The task force will face challenges of overcoming the stigma of dementia, making people aware of how serious the epidemic is, how many are affected by it and making people comfortable with it, said Johnnie Jones III, a member of the task force and the caregiver support coordinator for Elder Options.

Jones, who trains caregivers, said he wants to make Gainesville more liveable for people with dementia.

“I think the most difficult part of my job is really the human component,” Jones said. “We’re dealing with people that we really don’t have a lot of good news for. The real challenge with what I do is teaching people to cope with something that is progressive and terminal.”

Having first responders sit on the task force is also important, Jones said. They’re the first to interact with patients who have dementia, especially when they respond to calls for falls or car accidents. This would help first responders not only respond to that which is a secondary result but to understand what the primary issue is.

“This, I think will help to put it at the top of mind when they answer those calls and they go into those homes, so they could actually respond to the real condition — which is dealing with the effects of dementia and dementia disorders,” he said.

As the first link in the chain between a caregiver and a patient with dementia, Alachua County Fire Rescue Captain and Health and Safety Officer Joey Malphurs said he wants to roll out mandatory training for all of the rescue’s departments as early as January.

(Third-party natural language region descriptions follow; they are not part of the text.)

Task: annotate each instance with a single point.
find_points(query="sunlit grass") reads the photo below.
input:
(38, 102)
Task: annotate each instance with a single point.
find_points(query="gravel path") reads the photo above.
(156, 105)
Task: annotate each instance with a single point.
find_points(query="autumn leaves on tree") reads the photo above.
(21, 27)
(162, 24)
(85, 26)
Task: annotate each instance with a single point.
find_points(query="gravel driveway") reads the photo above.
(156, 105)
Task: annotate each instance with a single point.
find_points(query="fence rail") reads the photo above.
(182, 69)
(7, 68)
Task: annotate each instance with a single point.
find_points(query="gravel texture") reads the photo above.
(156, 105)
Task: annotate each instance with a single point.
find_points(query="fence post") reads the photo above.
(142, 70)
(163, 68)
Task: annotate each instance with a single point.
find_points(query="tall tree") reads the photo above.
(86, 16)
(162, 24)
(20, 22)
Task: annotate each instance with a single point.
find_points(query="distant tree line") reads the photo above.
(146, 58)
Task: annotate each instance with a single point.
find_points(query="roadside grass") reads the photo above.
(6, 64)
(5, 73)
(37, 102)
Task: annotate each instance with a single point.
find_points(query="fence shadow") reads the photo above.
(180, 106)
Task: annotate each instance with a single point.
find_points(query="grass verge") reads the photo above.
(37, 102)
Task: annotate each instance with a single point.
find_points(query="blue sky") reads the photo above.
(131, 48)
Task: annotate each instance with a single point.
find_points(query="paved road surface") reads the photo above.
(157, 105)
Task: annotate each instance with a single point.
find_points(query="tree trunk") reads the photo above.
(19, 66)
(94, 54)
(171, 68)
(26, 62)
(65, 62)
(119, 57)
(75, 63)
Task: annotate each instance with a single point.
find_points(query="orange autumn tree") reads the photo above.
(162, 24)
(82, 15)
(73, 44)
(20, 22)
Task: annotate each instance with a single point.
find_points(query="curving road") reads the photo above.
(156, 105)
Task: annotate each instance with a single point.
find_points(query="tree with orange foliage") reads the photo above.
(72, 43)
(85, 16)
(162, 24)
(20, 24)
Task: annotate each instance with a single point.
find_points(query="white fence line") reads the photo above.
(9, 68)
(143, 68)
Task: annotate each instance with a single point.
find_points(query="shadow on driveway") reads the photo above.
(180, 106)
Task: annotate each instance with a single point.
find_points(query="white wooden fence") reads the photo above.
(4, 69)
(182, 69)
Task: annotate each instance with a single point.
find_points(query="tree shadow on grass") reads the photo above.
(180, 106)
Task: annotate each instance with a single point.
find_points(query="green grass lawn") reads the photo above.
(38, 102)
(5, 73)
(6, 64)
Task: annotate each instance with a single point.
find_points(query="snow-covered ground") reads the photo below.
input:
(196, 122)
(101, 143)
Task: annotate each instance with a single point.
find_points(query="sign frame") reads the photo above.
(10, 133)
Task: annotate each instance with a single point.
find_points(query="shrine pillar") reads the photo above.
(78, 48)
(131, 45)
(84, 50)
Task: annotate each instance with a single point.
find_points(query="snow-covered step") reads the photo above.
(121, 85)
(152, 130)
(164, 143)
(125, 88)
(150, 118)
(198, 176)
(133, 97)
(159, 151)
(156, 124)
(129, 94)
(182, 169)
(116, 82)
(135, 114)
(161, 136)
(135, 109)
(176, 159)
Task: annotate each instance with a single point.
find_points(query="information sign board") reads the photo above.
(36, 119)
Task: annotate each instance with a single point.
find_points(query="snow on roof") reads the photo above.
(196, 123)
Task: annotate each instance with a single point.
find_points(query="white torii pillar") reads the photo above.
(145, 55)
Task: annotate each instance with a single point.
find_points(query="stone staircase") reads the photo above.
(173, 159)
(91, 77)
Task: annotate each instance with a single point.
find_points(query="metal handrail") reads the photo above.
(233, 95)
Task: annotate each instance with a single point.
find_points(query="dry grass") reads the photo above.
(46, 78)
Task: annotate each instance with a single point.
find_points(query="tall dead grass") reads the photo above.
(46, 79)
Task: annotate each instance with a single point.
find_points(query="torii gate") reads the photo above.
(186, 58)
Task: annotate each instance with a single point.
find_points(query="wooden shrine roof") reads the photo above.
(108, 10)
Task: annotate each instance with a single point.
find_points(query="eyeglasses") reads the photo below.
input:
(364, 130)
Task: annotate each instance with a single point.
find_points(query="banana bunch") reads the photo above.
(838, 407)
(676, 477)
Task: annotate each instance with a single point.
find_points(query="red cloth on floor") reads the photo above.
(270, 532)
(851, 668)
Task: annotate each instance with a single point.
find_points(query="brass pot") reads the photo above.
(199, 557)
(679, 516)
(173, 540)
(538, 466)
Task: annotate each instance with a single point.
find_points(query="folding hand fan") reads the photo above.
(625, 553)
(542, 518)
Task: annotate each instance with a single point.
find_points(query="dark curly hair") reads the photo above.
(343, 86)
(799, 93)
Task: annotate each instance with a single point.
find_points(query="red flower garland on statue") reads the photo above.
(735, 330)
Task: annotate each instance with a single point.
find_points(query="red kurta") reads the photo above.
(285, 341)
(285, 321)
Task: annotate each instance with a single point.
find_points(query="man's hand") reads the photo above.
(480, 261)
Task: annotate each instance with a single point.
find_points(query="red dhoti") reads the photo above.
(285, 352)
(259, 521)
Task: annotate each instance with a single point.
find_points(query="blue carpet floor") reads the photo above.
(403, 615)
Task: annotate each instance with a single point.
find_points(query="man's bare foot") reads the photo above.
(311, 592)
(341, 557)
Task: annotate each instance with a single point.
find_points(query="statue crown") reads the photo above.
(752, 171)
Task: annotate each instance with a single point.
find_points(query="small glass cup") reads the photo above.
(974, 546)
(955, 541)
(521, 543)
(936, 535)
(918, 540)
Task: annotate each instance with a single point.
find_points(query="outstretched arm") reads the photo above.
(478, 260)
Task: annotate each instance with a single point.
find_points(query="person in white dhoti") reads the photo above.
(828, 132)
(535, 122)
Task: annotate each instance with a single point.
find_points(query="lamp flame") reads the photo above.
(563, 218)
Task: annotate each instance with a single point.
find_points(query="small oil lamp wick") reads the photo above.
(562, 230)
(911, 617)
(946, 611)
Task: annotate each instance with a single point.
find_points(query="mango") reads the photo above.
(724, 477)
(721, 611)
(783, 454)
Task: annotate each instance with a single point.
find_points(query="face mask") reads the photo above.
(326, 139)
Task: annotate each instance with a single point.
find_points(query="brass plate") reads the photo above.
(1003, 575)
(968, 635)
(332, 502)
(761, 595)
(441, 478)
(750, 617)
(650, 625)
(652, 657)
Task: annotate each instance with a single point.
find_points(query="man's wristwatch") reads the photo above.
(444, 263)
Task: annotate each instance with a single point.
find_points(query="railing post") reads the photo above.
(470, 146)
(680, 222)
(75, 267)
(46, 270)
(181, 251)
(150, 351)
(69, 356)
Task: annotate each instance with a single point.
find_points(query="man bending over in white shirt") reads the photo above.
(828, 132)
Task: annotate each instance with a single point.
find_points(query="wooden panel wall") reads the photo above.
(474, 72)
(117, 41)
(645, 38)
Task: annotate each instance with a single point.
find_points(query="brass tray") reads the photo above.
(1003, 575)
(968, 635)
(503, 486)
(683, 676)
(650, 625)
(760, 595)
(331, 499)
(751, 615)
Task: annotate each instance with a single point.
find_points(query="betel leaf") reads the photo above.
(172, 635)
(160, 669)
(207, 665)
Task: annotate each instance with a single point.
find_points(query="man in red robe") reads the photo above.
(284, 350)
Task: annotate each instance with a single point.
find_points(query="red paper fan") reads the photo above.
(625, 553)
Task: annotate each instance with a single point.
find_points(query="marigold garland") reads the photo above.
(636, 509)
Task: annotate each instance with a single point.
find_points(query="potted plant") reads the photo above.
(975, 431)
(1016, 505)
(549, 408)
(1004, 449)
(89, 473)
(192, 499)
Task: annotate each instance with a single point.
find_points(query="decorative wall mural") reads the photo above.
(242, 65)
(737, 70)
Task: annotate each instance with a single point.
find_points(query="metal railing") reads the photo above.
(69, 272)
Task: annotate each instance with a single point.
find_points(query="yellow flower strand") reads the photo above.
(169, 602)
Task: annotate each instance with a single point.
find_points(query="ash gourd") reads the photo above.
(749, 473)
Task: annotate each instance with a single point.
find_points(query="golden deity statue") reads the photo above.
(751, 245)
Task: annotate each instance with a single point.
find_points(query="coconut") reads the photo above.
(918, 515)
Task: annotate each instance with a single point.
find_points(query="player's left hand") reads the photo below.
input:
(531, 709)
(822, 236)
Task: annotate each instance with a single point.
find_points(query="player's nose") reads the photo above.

Training would give first responders the tools they need to communicate with people who have dementia and to recognize the first signs of it to get someone the assistance they may need, Malphurs, 56, said.

“I don’t want us flying by the seat of our pants,” he said. “I want us to have the training. I want us to have the tools to deal with that. I certainly don’t want to make it worse.”

Laurendeau said she thinks every town should have a dementia task force to help patients and families who are suffering from dementia and to keep people independent as long as possible.

She said she hopes they could help people communicate effectively with those who have dementia and provide resources, such as a community center for those with dementia to play music like she did with her mom.

“It seems to be the last thing they hold on to that they don’t forget,” she said.

Laurendeau said she would sing the harmonies and her mom would always lead the songs. Marr had played the guitar since her late 20s, she said.

“She could remember verses and songs, and yet, not remember who she was,” she said.

To this day, Laurendeau said she’s still coping with her mom’s death. She stopped playing music until recently, when she returned to the same nursing home her mother died in to play hymns for her friend’s mom as she passed away. She also writes about her journey with dementia on her blog, Living After Dementia Loss.

Grief from dementia is unique, she said, because she grieved for the person who was her mom while she was still living and longed for the person she was toward the end.

“I think I’m still surprised after two years, that I still feel like in part that I’m still on that journey with my mom,” she said.